Hanno exhaló un suspiro. Realmente todas sus esperanzas recaían en tierra, en Aníbal.

Al cabo de un rato, Hanno había olvidado todas sus preocupaciones. A media milla de la costa, su pequeña barca se encontraba encima de un montón de atunes. No les había costado localizar el banco, gracias a la agitación que creaban en el agua los grandes peces plateados mientras cazaban sardinas. Varios barcos pequeños punteaban el lugar y nubes de aves marinas volaban en picado y se sumergían desde arriba, atraídas por la perspectiva de obtener comida. A Suniaton le habían informado bien y ninguno de los dos jóvenes había sido capaz de reprimir la sonrisa desde su llegada. Su misión era sencilla: uno remaba y el otro sumergía la red en el agua. Aunque habían visto épocas mejores, los hilos trenzados seguían siendo capaces de contener una buena captura. Las piezas de madera situadas a lo largo de la parte superior de la red la ayudaban a flotar, mientras las diminutas piezas plomadas tiraban del extremo inferior hacia el agua. Con el primer lanzamiento habían apresado casi una docena de atunes, más largos todos ellos que el antebrazo de un hombre. Los intentos subsiguientes resultaron igual de exitosos y ya tenían el fondo de la barca lleno de peces hasta media pantorrilla. Si la llenaban más corrían peligro de sobrecargar la embarcación.

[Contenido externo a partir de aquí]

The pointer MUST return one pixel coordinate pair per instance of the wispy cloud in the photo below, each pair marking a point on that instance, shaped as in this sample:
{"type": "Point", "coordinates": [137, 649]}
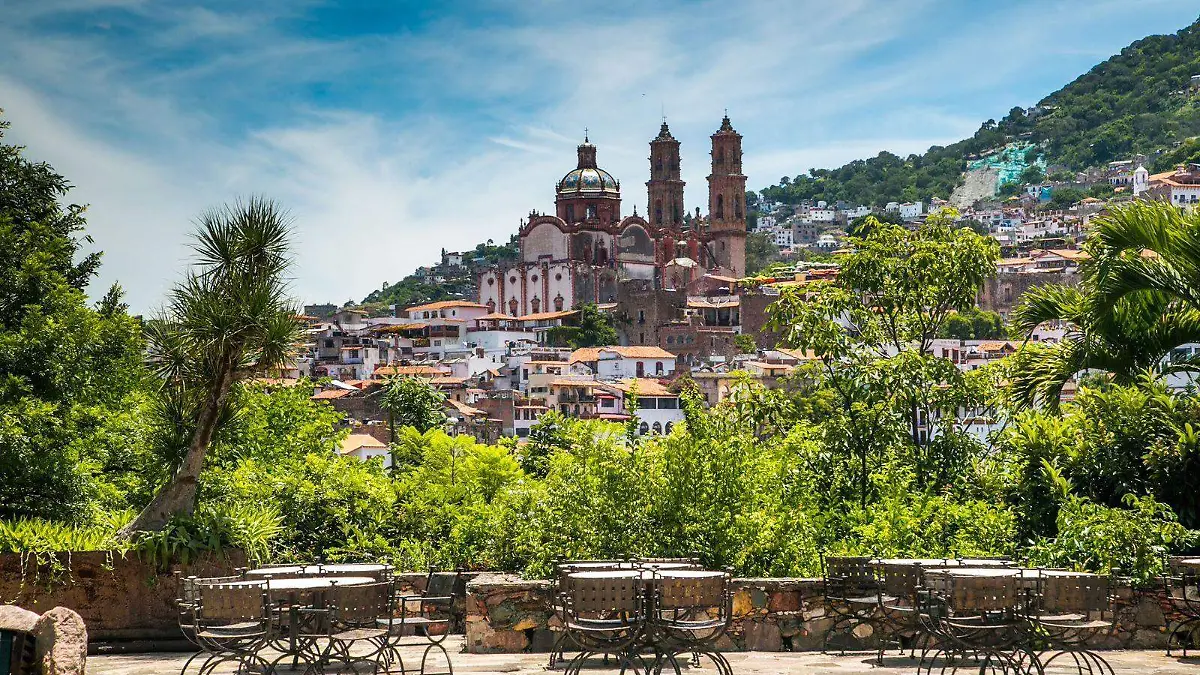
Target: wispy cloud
{"type": "Point", "coordinates": [395, 132]}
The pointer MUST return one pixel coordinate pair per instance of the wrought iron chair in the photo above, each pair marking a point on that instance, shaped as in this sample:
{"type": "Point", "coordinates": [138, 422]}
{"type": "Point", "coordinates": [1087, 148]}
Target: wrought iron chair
{"type": "Point", "coordinates": [605, 614]}
{"type": "Point", "coordinates": [431, 614]}
{"type": "Point", "coordinates": [691, 613]}
{"type": "Point", "coordinates": [852, 598]}
{"type": "Point", "coordinates": [360, 615]}
{"type": "Point", "coordinates": [229, 621]}
{"type": "Point", "coordinates": [1072, 610]}
{"type": "Point", "coordinates": [1182, 585]}
{"type": "Point", "coordinates": [978, 625]}
{"type": "Point", "coordinates": [900, 607]}
{"type": "Point", "coordinates": [559, 592]}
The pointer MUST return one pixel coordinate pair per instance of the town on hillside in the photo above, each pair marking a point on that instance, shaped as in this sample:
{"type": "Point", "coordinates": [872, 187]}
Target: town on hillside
{"type": "Point", "coordinates": [673, 287]}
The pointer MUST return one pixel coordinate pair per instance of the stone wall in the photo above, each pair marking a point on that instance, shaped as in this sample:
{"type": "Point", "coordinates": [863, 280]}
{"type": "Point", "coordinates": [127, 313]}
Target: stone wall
{"type": "Point", "coordinates": [509, 614]}
{"type": "Point", "coordinates": [120, 597]}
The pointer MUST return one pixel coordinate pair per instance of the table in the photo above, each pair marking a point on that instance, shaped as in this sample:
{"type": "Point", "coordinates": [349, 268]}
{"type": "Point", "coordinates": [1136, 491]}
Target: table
{"type": "Point", "coordinates": [353, 568]}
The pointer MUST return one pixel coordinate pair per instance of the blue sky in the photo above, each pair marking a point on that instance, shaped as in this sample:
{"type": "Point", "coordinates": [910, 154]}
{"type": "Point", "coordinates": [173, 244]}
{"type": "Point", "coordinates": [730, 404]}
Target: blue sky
{"type": "Point", "coordinates": [391, 130]}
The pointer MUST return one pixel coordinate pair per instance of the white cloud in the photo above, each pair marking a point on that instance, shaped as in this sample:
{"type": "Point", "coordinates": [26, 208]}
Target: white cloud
{"type": "Point", "coordinates": [454, 135]}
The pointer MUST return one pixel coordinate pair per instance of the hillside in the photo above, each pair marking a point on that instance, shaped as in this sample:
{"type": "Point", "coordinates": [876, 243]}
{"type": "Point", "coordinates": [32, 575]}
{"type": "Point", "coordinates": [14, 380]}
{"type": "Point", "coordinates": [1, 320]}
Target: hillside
{"type": "Point", "coordinates": [1135, 102]}
{"type": "Point", "coordinates": [441, 281]}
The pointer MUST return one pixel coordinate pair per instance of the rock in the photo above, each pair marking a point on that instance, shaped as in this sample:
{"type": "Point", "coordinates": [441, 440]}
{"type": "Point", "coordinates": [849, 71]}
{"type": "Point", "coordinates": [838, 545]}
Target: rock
{"type": "Point", "coordinates": [762, 635]}
{"type": "Point", "coordinates": [61, 641]}
{"type": "Point", "coordinates": [17, 620]}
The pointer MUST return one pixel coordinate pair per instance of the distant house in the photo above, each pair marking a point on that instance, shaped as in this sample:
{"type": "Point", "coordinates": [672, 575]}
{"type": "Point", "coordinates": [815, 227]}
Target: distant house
{"type": "Point", "coordinates": [365, 447]}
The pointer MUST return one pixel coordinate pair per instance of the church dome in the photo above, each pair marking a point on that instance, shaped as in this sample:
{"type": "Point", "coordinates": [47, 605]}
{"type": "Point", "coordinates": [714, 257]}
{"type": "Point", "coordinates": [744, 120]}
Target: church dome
{"type": "Point", "coordinates": [588, 181]}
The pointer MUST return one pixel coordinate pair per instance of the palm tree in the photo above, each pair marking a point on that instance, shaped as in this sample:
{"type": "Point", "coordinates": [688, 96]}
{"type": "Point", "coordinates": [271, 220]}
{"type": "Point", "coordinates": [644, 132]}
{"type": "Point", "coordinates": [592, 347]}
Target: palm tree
{"type": "Point", "coordinates": [1137, 300]}
{"type": "Point", "coordinates": [229, 317]}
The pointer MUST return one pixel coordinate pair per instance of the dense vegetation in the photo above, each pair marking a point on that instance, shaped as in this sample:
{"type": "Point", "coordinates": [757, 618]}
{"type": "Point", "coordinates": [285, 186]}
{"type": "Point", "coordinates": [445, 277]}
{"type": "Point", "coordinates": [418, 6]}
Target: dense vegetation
{"type": "Point", "coordinates": [852, 455]}
{"type": "Point", "coordinates": [1137, 101]}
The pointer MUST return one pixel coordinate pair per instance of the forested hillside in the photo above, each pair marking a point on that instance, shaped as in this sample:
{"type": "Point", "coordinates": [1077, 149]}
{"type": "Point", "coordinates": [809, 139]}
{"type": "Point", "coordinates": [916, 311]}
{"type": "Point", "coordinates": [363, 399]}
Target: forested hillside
{"type": "Point", "coordinates": [1137, 101]}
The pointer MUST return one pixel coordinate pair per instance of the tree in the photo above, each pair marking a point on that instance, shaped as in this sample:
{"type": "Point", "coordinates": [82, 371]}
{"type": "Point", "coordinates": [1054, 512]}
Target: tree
{"type": "Point", "coordinates": [229, 317]}
{"type": "Point", "coordinates": [871, 332]}
{"type": "Point", "coordinates": [593, 329]}
{"type": "Point", "coordinates": [69, 372]}
{"type": "Point", "coordinates": [412, 401]}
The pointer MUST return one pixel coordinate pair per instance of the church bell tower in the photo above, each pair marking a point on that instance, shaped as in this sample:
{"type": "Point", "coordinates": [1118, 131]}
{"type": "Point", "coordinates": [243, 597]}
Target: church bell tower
{"type": "Point", "coordinates": [726, 201]}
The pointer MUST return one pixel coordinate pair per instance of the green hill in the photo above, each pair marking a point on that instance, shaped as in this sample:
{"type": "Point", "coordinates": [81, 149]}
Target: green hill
{"type": "Point", "coordinates": [1135, 102]}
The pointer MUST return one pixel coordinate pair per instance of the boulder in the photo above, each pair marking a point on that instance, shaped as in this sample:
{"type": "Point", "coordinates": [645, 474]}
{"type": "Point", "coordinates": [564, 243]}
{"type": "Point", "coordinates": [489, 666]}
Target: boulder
{"type": "Point", "coordinates": [61, 640]}
{"type": "Point", "coordinates": [17, 620]}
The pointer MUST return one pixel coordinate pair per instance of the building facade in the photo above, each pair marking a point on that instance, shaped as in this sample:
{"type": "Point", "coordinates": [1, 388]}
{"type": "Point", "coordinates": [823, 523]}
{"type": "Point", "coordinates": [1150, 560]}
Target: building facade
{"type": "Point", "coordinates": [582, 251]}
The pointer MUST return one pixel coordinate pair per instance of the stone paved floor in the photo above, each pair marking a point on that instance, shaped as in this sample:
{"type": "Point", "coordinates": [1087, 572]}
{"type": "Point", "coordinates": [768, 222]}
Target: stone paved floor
{"type": "Point", "coordinates": [749, 663]}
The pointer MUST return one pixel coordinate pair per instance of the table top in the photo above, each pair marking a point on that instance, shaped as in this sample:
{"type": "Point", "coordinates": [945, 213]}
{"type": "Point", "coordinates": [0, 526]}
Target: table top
{"type": "Point", "coordinates": [647, 574]}
{"type": "Point", "coordinates": [318, 569]}
{"type": "Point", "coordinates": [309, 583]}
{"type": "Point", "coordinates": [936, 562]}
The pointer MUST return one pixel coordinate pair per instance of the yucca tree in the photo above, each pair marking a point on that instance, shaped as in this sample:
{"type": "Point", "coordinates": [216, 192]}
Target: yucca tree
{"type": "Point", "coordinates": [1135, 303]}
{"type": "Point", "coordinates": [231, 316]}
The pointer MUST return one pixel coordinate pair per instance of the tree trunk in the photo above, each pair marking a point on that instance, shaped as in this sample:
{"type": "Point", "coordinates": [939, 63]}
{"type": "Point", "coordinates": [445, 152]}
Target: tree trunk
{"type": "Point", "coordinates": [178, 496]}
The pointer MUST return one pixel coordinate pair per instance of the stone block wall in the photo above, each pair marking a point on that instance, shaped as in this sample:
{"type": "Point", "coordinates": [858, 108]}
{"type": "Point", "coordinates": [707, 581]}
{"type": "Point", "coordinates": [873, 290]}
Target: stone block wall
{"type": "Point", "coordinates": [509, 614]}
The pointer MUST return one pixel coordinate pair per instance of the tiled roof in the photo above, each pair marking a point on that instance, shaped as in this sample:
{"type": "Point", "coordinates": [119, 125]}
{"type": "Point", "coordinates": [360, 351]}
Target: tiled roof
{"type": "Point", "coordinates": [444, 305]}
{"type": "Point", "coordinates": [359, 441]}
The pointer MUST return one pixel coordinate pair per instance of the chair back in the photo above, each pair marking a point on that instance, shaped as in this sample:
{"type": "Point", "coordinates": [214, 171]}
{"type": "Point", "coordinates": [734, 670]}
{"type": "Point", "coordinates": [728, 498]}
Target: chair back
{"type": "Point", "coordinates": [901, 579]}
{"type": "Point", "coordinates": [693, 592]}
{"type": "Point", "coordinates": [444, 584]}
{"type": "Point", "coordinates": [232, 602]}
{"type": "Point", "coordinates": [850, 574]}
{"type": "Point", "coordinates": [970, 595]}
{"type": "Point", "coordinates": [361, 604]}
{"type": "Point", "coordinates": [605, 595]}
{"type": "Point", "coordinates": [1069, 593]}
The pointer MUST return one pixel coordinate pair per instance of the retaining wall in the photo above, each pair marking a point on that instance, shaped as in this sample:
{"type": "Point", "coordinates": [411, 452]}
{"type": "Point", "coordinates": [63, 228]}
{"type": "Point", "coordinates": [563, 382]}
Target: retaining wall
{"type": "Point", "coordinates": [509, 614]}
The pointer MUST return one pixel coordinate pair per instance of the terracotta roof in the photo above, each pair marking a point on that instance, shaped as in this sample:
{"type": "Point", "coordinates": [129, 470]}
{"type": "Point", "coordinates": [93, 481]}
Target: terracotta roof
{"type": "Point", "coordinates": [587, 354]}
{"type": "Point", "coordinates": [465, 408]}
{"type": "Point", "coordinates": [646, 387]}
{"type": "Point", "coordinates": [709, 305]}
{"type": "Point", "coordinates": [546, 316]}
{"type": "Point", "coordinates": [412, 370]}
{"type": "Point", "coordinates": [444, 305]}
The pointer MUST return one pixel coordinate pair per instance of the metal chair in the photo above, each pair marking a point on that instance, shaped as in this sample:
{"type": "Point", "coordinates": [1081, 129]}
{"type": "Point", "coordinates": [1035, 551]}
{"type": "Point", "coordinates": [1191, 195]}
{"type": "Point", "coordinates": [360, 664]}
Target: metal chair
{"type": "Point", "coordinates": [691, 613]}
{"type": "Point", "coordinates": [605, 614]}
{"type": "Point", "coordinates": [227, 620]}
{"type": "Point", "coordinates": [357, 615]}
{"type": "Point", "coordinates": [430, 614]}
{"type": "Point", "coordinates": [852, 597]}
{"type": "Point", "coordinates": [1072, 610]}
{"type": "Point", "coordinates": [1182, 586]}
{"type": "Point", "coordinates": [977, 625]}
{"type": "Point", "coordinates": [559, 592]}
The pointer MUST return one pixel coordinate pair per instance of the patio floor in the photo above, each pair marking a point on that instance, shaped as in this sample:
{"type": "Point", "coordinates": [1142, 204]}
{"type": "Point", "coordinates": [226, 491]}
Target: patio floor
{"type": "Point", "coordinates": [750, 663]}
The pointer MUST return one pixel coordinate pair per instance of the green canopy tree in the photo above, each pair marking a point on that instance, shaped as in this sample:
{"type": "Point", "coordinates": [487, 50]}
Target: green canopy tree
{"type": "Point", "coordinates": [67, 370]}
{"type": "Point", "coordinates": [229, 317]}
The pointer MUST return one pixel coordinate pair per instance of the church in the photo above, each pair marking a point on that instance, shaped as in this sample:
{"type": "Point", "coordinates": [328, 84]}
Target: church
{"type": "Point", "coordinates": [587, 248]}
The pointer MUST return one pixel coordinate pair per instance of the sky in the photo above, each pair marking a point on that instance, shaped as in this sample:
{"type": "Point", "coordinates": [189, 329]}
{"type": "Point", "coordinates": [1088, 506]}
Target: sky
{"type": "Point", "coordinates": [390, 130]}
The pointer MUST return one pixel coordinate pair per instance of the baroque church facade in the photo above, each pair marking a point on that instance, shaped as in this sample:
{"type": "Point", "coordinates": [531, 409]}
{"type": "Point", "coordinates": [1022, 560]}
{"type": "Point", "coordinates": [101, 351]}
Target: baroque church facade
{"type": "Point", "coordinates": [587, 248]}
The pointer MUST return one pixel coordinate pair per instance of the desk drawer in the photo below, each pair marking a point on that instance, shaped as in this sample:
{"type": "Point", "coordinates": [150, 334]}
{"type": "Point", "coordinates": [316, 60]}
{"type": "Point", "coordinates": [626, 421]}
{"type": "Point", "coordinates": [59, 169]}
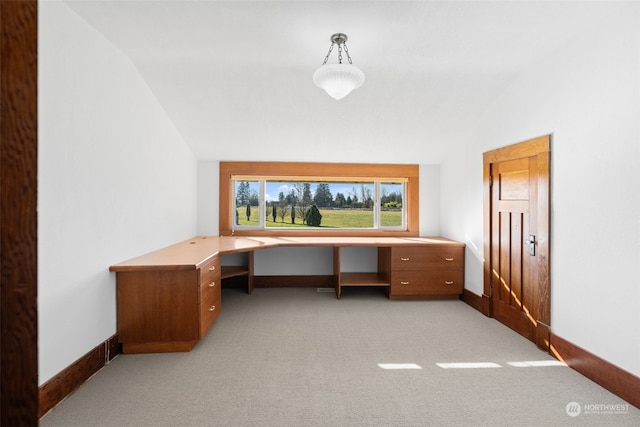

—Una mañana productiva —declaró Suniaton.

—¿Mañana? —corrigió Hanno entrecerrando los ojos en dirección al sol—. Llevamos aquí menos de una hora. No podía haber sido más fácil, ¿no?

Suniaton le observó con expresión solemne.

—No te infravalores. Creo que nuestros esfuerzos se merecen un brindis. —Con una reverencia, extrajo una pequeña ánfora del fardo.

Hanno se echó a reír; Suniaton era incorregible.

Animado, Suniaton siguió hablando como si estuviera sirviendo a los invitados en un banquete importante.

—No es el vino más caro de la colección de mi padre, que yo recuerde, pero no obstante está pasable. —Valiéndose de su navaja, arrancó el precinto de cera y sacó el tapón. Se llevó el ánfora a los labios y dio un buen sorbo—. Aceptable —declaró, tendiéndole la vasija de barro.